6. I argue that landscape in film in general is a special thing, different than landscape in other mediums, because of the special quality of film: motion and change over a period of time. So, the viewer has the frequent opportunity to make the decision to see natural elements as "landscape" or "setting," to step back from the narrative and consider or to be neatly led along by the narrative. Also, that Victor Sjostrom did this earlier and better than anyone.

7. I argue that nurturing a "landscape gaze," both from a film-maker's perspective and from a film-watcher's perspective, is important because it transfers some of the power and responsibility of creating meaning to the viewer, allowing the viewer to make choices and be more than a mindless consumer.

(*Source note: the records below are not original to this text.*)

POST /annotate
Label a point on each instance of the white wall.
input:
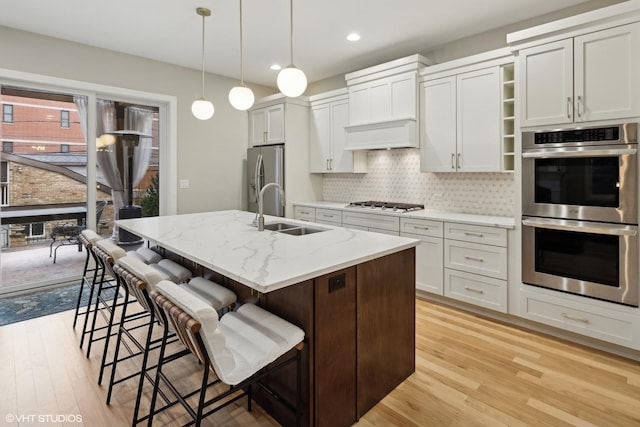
(211, 154)
(479, 43)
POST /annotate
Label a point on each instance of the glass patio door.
(46, 182)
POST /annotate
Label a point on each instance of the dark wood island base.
(360, 337)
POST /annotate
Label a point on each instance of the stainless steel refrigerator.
(265, 164)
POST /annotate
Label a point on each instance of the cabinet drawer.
(605, 325)
(476, 234)
(478, 290)
(383, 222)
(329, 216)
(423, 227)
(475, 258)
(304, 213)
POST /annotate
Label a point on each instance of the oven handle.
(581, 226)
(546, 154)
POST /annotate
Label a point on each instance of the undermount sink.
(292, 229)
(301, 231)
(279, 226)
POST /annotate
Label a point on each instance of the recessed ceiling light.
(353, 37)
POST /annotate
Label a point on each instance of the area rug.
(40, 303)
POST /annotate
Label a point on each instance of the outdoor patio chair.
(68, 234)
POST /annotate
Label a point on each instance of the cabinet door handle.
(577, 319)
(468, 233)
(579, 106)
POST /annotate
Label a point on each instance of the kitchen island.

  1. Why would you say that Victor Sjostrom integrated "viewer choice" better than anyone else? Do you think that the use of landscape in film was kind of a pre-cursor to other digital technology, because it allowed people to "interact" more with what they were viewing? I'll be honest, I know almost nothing about film, so I don't know what else to say... these were just some questions floating around in my head as I read your post.

  2. It's hard to respond to this purely as either a proto-paper (conventional paper-based literary analysis) or as a blog post. But here ware are in the twilight zone between two worlds of discourse.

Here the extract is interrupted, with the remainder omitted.